「ブレグジット・ローラーコースター」はまだ終わっていない
英国は2020年1月31日、EU(欧州連合)から離脱した。約3年半前の国民投票以降の世論の分断や白熱した議論を考えれば、やや拍子抜けの感があった。ベルギーの首都ブリュッセルにあるEU本部では加盟国旗から英国旗が静かに外された。英国では冷たい雨となったため、離脱祝賀パーティーもそれほど華やかなものとはならなかった。
実際のところ、この日は当然のことながら、英国の完全なEU離脱への中継点でしかなかった。英国はEUから公式に脱退したが、2020年12月31日までと定められている移行期間中、双方は正式離脱前の関係およびEU法の適用を維持することで合意している。英国とEUの2021年1月1日以降の関係がどうなるかは、FTA(自由貿易協定)の交渉の結果を待たねばならない。
その交渉の初会合が2020年3月5日に閉幕した。漁業や司法などを中心に対立構造が浮かび上がった模様だ。いずれの分野も主権がぶつかり合い、両者とも簡単に譲歩できない。記者会見でEU側は「深刻な意見の不一致があると」と述べた。英側は移行期間の延長を申請しない方針を変えていない。

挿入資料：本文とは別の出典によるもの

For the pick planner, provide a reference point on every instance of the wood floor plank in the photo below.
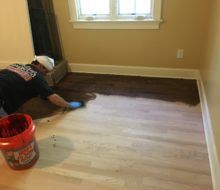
(118, 143)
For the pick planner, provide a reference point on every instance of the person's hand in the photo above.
(76, 104)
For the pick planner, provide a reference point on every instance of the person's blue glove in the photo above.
(76, 104)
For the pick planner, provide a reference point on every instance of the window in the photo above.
(115, 14)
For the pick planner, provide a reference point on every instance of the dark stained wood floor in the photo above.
(81, 86)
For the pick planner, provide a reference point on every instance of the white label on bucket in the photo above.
(25, 155)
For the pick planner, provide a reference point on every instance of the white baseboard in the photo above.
(4, 64)
(212, 151)
(167, 73)
(135, 71)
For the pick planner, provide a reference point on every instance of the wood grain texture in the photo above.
(118, 143)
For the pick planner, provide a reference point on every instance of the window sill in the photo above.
(103, 24)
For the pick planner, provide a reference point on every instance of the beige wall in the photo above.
(211, 72)
(15, 37)
(185, 26)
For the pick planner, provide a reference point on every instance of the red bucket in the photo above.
(17, 141)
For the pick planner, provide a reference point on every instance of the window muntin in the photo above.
(115, 14)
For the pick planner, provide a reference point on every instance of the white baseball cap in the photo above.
(45, 61)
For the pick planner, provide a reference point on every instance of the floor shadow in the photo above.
(53, 150)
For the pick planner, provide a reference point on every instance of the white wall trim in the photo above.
(167, 73)
(4, 64)
(212, 151)
(135, 71)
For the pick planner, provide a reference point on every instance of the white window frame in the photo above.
(138, 23)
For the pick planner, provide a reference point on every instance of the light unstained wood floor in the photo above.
(118, 143)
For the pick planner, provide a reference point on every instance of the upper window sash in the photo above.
(110, 19)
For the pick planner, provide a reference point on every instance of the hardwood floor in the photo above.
(118, 143)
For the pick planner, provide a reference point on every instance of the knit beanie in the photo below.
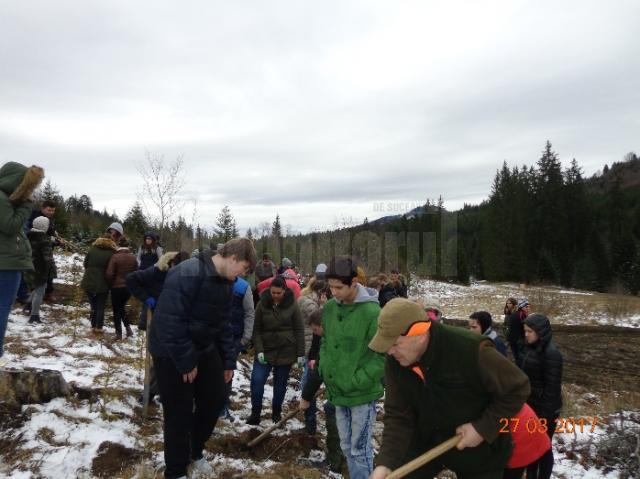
(483, 318)
(41, 223)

市場からも英・EU交渉の行方について楽観論はほとんど聞こえてこない。英経済調査会社キャピタル・エコノミクスの英国担当チーフエコノミスト、ポール・デールズ氏は、「交渉は難航が予想され、今年の大半が費やされるのは必至だ」としたうえで、その行方について、「本年末に英・EU関係が激変する事態を回避するため、おそらく曖昧な決着になる可能性が最も高い。(市場にとって)上振れサプライズや下振れサプライズは多くの投資家の予想を超えるものとなるだろう」と警告する。